SALT LAKE CITY-- Amputations of frostbite-damaged fingers and toes can be prevented in some patients with the use of thrombolytic therapy within 24 hours of exposure, researchers here found.
SALT LAKE CITY, June 18 -- Amputations of frostbite-damaged fingers and toes can be prevented in some patients with the use of thrombolytic therapy within 24 hours of exposure, researchers here found.
Only 10% of patients with frostbitten fingers or toes who received tissue plasminogen activator (tPA) required amputation of necrotic digits, compared with 41% of patients who didn't get thrombolytic therapy, Jeffrey R. Saffle, M.D., of the University of Utah Health Center, and colleagues reported in the June issue of Archives of Surgery.

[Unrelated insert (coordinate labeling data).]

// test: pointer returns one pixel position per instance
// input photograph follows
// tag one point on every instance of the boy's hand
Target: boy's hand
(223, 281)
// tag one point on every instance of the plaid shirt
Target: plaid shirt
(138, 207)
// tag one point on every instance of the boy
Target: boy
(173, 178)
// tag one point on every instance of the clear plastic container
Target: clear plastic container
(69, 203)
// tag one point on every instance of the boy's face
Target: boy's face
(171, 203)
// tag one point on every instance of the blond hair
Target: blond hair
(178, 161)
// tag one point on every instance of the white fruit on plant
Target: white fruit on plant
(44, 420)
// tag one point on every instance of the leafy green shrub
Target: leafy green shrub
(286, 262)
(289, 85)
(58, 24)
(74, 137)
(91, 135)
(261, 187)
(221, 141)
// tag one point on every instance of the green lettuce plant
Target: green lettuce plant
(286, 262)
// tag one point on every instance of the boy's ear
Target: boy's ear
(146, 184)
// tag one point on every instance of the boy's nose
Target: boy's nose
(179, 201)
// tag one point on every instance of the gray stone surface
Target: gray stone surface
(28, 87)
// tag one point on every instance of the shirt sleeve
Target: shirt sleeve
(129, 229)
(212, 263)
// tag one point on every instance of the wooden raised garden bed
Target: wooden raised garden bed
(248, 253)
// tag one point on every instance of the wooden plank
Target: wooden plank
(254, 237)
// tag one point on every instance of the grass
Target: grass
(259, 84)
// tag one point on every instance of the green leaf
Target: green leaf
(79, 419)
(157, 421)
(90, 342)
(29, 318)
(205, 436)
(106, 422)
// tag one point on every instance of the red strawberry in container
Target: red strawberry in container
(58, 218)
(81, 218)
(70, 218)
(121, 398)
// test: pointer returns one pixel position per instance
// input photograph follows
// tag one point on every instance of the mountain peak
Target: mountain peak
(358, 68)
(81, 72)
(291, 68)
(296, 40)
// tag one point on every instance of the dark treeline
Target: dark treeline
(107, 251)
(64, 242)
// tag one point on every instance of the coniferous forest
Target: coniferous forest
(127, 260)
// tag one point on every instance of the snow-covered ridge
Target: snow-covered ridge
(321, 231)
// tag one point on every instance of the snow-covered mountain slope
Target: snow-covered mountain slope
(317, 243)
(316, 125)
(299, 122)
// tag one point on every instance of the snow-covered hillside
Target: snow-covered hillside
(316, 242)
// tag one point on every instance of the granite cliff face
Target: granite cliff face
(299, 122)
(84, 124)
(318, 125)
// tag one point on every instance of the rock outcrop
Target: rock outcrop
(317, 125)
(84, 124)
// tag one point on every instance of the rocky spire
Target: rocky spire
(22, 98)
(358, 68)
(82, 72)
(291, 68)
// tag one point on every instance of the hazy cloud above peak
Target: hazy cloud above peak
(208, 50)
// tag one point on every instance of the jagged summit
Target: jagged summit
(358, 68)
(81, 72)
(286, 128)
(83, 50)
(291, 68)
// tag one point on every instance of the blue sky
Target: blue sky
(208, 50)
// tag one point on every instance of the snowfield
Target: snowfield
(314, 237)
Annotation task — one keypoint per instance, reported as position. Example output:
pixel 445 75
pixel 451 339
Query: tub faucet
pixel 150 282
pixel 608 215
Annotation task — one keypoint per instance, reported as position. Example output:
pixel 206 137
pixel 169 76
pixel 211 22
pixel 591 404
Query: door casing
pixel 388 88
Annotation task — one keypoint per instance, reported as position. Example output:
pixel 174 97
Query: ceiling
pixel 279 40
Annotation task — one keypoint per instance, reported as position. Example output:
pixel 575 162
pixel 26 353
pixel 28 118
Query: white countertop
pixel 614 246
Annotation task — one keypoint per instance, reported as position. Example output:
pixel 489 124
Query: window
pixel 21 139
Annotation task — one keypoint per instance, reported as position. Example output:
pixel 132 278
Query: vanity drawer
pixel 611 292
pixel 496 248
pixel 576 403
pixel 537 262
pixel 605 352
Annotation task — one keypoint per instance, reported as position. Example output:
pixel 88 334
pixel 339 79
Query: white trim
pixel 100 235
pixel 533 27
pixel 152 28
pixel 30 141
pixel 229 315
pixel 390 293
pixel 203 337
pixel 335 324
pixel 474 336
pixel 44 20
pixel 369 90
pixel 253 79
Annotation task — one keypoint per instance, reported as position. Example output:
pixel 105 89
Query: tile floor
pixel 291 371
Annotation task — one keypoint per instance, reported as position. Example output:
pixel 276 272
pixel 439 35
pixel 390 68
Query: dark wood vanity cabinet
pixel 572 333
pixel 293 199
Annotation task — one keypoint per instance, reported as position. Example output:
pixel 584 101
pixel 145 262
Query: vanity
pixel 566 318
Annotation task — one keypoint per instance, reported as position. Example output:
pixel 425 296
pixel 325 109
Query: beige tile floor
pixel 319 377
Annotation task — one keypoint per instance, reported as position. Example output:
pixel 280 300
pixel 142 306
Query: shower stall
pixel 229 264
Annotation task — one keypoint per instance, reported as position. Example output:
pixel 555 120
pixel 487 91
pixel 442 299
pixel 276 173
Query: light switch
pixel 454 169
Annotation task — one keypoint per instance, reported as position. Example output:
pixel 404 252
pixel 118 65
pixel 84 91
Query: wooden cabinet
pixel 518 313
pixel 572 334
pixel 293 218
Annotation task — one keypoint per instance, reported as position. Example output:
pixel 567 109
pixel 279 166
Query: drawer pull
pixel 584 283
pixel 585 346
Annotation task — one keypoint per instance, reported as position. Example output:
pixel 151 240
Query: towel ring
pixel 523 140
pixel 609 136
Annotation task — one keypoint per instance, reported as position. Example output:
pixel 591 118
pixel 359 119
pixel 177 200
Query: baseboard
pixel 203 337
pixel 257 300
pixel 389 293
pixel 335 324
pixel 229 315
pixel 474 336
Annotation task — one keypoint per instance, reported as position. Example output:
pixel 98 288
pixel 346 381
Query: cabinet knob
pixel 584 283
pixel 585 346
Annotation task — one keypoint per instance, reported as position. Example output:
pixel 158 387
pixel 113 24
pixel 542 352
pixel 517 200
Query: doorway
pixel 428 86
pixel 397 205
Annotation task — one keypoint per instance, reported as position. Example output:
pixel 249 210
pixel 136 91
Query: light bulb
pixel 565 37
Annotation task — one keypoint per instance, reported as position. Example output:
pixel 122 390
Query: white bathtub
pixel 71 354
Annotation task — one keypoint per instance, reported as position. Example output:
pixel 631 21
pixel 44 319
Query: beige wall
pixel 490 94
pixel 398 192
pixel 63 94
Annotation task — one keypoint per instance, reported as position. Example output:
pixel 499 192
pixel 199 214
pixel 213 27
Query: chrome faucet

"A variety of maneuvers aimed at advancing the care of patients with frostbite have been attempted, including hyperbaric oxygen, surgical and medical sympathectomy, pharmaceutical agents, and anticoagulation. None of these have resulted in alterations in the management of this disorder," the researchers noted.
In contrast, they wrote, tissue plasminogen activator appears to reverse the thrombosis and thereby prevent the ischemia and necrosis that can occur with local inflammation and coagulation during thawing of frostbitten tissue.
The investigators conducted a retrospective review of patients treated in their institution's burn unit for severe frostbite from 2001 to 2006.
Seven patients who were admitted within 48 hours of injury underwent digital angiography and, if they were found to have abnormal perfusion, were treated with intra-arterial tPA, six of them within 24 hours.
Twenty-five other patients with frostbite who did not receive tPA when they were treated served as controls.
The primary study outcomes were the number and types of surgery, amputations of fingers and/or toes, and whether more proximal amputations (ray, transmetatarsal, or below-knee) were required. The authors also looked at length of stay, total costs, cost per involved digit, and cost per digit saved.
Of the 32 total patients identified, 19% had frostbitten hands, 62% had frostbitten feet, and 19% had involvement of both extremities.
Patients who received tPA required amputation of six of the 59 (10%) frostbite-injured digits, whereas controls lost 97 of 234 digits (41%); this difference was statistically significant (P<0.05).
Among controls, there were 14 proximal amputations (two ray, six transmetatarsal, one Syme, and five below the knee), compared with no proximal amputations beyond the digits required among tPA-treated patients.
The mean duration from the end of cold exposure to administration of tPA was 11.2 + 7.5 hours (range two to 23 hours). The average time to first angiography was 4.5 hours.
"Candidates for this therapy are patients who present with severe frostbite as suggested by full-thickness tissue involvement, hemorrhagic blisters, and abnormal perfusion on either angiogram or pyrophosphate scanning," the authors wrote.
"Initiation of therapy with 24 hours of rewarming also appears to be necessary. Exclusion criteria would include superficial frostbite, involvement of the tips of the distal phalanges, and contraindications to tPA, including concurrent trauma, neurological impairment, or recent surgery or hemorrhage."
The researchers acknowledged that their study was limited by its small size, retrospective design, and a lack of data on functional outcomes.
They also noted the possibility that patients who had received tPA might have improved without thrombolytic therapy, although all of the patients in this group had clinically and radiographically documented severe injury, whereas controls had varying degrees of severity, and the outcomes might therefore have been more likely to favor controls.